Question: A new hire has COBRA coverage. Under a severance package from their previous employer, the COBRA premiums are being subsidized for 4 months. Once the subsidy ends, will this employee have the opportunity to enroll in our plan midyear?
In order for a HIPAA Special Enrollment right to arise with respect to a COBRA Qualified Beneficiary (or dependent), the entire COBRA period must be exhausted. Generally, this means that the entire 18-, 29-or 36-month COBRA period must be completed in order to trigger a special enrollment for loss of other coverage. Termination of an employer contribution toward COBRA coverage wouldn’t trigger a special enrollment right.
In addition, even if the new employer (and carrier or stop loss vendor) wanted to be more generous and allow the employee to join the plan midyear, there is still a question about whether this change would be permitted on a pre-tax basis. While Section 125 election change rules do recognize a change in the cost of coverage under another employer’s plan as an event that would permit a midyear pre-tax election change, it is not clear that this event would apply to a change in an employer’s subsidization of a COBRA premium. Although it may be okay, it is not explicitly permitted.
This lack of clarity under Section 125 means the employer has some flexibility to decide how to handle enrollment if it wishes to be more generous than what HIPAA requires. If an employer chooses to allow midyear enrollment, then it should also make sure the plan eligibility rules are written in a way that allows for it. Employers do not want to create a situation where coverage is offered and then claims are subsequently denied because there is some dispute over plan eligibility terms by the carrier or stop-loss vendor in the face of a large claim.

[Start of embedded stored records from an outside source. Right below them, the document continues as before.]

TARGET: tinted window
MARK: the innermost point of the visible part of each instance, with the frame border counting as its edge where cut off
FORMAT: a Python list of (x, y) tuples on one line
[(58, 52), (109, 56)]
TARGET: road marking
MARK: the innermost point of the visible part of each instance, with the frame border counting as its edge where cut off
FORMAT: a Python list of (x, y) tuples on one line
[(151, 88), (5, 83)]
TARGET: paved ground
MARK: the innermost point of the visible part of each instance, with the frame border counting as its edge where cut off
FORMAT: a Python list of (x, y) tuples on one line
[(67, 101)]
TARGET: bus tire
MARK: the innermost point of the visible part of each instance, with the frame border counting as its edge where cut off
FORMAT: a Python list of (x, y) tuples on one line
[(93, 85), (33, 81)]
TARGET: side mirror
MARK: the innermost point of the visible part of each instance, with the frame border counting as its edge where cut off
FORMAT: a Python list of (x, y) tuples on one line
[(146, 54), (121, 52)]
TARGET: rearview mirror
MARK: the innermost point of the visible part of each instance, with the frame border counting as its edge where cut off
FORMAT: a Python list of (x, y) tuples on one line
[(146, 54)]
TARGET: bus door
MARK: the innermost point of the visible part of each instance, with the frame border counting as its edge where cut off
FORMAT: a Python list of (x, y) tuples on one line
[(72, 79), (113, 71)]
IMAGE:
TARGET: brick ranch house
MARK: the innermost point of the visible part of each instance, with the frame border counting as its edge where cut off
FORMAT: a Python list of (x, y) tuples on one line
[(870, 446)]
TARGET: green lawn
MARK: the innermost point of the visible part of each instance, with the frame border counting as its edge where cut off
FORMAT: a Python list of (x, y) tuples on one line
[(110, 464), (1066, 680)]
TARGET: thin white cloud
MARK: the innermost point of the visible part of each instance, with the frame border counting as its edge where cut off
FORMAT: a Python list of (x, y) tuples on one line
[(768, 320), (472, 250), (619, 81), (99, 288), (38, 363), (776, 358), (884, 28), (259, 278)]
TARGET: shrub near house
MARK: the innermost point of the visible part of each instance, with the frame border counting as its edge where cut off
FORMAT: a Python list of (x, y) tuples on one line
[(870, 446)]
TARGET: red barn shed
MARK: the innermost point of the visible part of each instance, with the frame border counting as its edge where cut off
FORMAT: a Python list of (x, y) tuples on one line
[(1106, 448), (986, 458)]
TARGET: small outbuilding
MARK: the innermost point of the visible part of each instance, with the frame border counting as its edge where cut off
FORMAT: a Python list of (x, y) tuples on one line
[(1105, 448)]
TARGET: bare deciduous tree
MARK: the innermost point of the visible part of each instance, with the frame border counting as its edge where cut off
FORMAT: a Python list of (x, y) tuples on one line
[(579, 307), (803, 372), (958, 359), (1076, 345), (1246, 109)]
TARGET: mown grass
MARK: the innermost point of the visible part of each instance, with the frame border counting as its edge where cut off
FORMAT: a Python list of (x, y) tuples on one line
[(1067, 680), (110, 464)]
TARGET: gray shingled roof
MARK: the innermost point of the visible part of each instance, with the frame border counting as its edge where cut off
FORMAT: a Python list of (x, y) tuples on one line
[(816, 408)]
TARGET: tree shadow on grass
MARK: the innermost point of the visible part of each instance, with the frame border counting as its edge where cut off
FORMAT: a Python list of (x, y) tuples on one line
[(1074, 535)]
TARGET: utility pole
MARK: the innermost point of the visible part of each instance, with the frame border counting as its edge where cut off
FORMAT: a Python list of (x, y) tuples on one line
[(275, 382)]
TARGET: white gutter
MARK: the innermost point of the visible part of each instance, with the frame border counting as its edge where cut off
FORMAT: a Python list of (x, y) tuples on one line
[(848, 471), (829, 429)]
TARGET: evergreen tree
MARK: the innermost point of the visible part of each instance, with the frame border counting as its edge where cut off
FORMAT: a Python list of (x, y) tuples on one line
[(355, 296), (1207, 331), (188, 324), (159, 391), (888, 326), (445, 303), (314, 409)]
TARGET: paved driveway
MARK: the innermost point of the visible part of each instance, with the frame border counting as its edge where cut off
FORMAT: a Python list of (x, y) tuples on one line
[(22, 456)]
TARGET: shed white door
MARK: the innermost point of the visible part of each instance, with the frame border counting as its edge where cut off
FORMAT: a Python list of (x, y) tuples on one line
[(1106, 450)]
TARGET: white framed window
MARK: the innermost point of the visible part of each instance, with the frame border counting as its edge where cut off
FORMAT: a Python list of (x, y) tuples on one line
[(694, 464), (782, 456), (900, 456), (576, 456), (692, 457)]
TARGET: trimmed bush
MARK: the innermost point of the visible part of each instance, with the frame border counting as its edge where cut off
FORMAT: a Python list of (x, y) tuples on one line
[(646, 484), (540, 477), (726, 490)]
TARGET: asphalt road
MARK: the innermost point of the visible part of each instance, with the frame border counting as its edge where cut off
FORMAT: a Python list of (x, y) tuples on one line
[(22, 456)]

If the employer does not want to permit the enrollment, or if the plan eligibility rules are not written in a way that would permit it, then often the next question is whether the individual might have a special enrollment period through a public health insurance exchange. Unfortunately, the answer here is also not entirely clear. While the HIPAA regulations are clear that termination of an employer subsidy towards the cost of coverage would not trigger a HIPAA special enrollment right, the healthcare.gov website indicates the opposite and states that enrollment in individual coverage is permitted midyear when an individual loses an employer’s COBRA subsidy. Note that state-based exchanges may have different eligibility requirements as well. Therefore, employees will need to verify with the marketplace they intend to seek enrollment in to confirm whether midyear enrollment will be permitted due to a loss of an employer’s COBRA subsidy.